One of the reasons dividend investors enjoy being long term investors is the company makes profits on a yearly basis which allows the company to make capital choices. Being biased, returning the company to investors either by dividends or by buying back stock is always a great choice, but investing and expanding the business is also a good allocation of capital.

In an article from Reuters, Eli Lilly’s cash is boosted by demand for its obesity drugs. This allows the company to make acquisitions. The deals mark the renewed move into infectious disease space, as the strategy for Eli Lilly is to prevent disease at its source rather than treat its consequences, says Daniel Skovronsky, Lilly’s chief scientific and product officer. The deal is to $4 billion for 3 companies named Curevo, LimmaTech Biologics, and Vaccine Company.
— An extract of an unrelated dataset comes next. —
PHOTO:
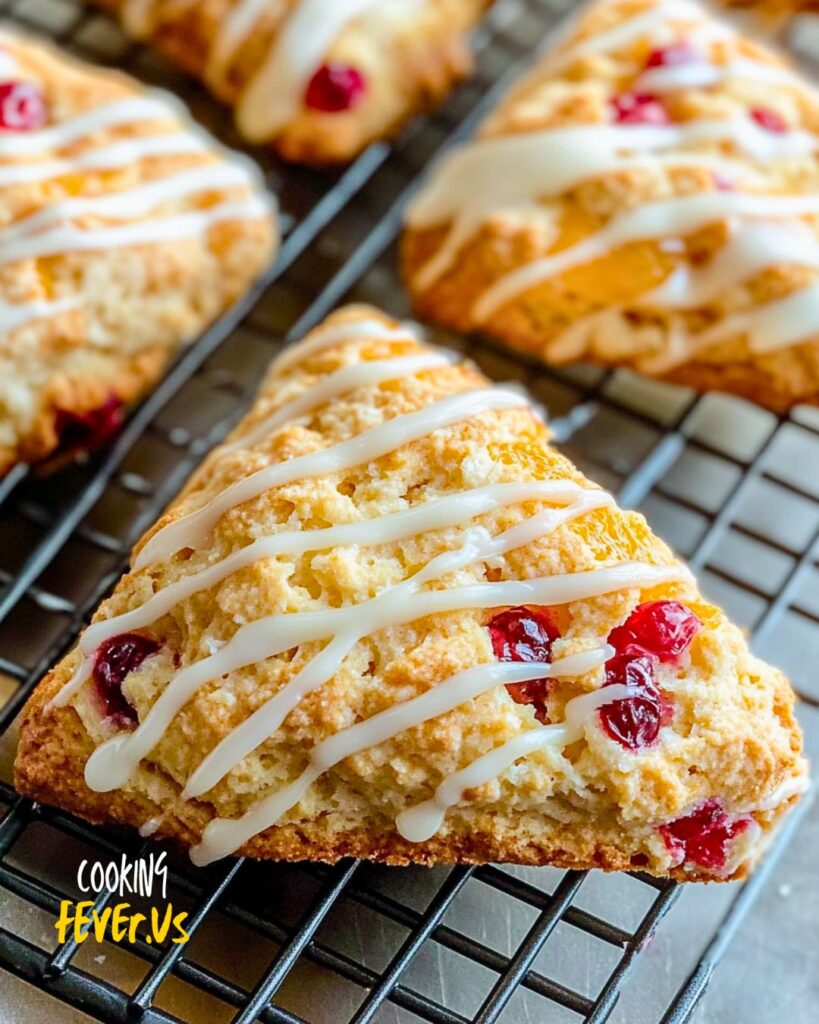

Citi analyst Geoffrey Meacham said we think this is a well-balanced foray into a new area and each company’s lead asset could bring substantial market opportunity and platform validation for future products.

The focus of each of the vaccine developers highlights viral pathogens linked to long-term neurological and oncology risks, which are in line with Lilly’s existing interests.

Linking to dividend paying stocks, growth is wonderful, but it has to be carefully measured to ensure the growth adds value and make profits. There are often reasons why areas are overlooked and they relate to making money. Why will the area make money for the company. as an investor you need to some element of cynicism in your evaluation. Asking more whys is good?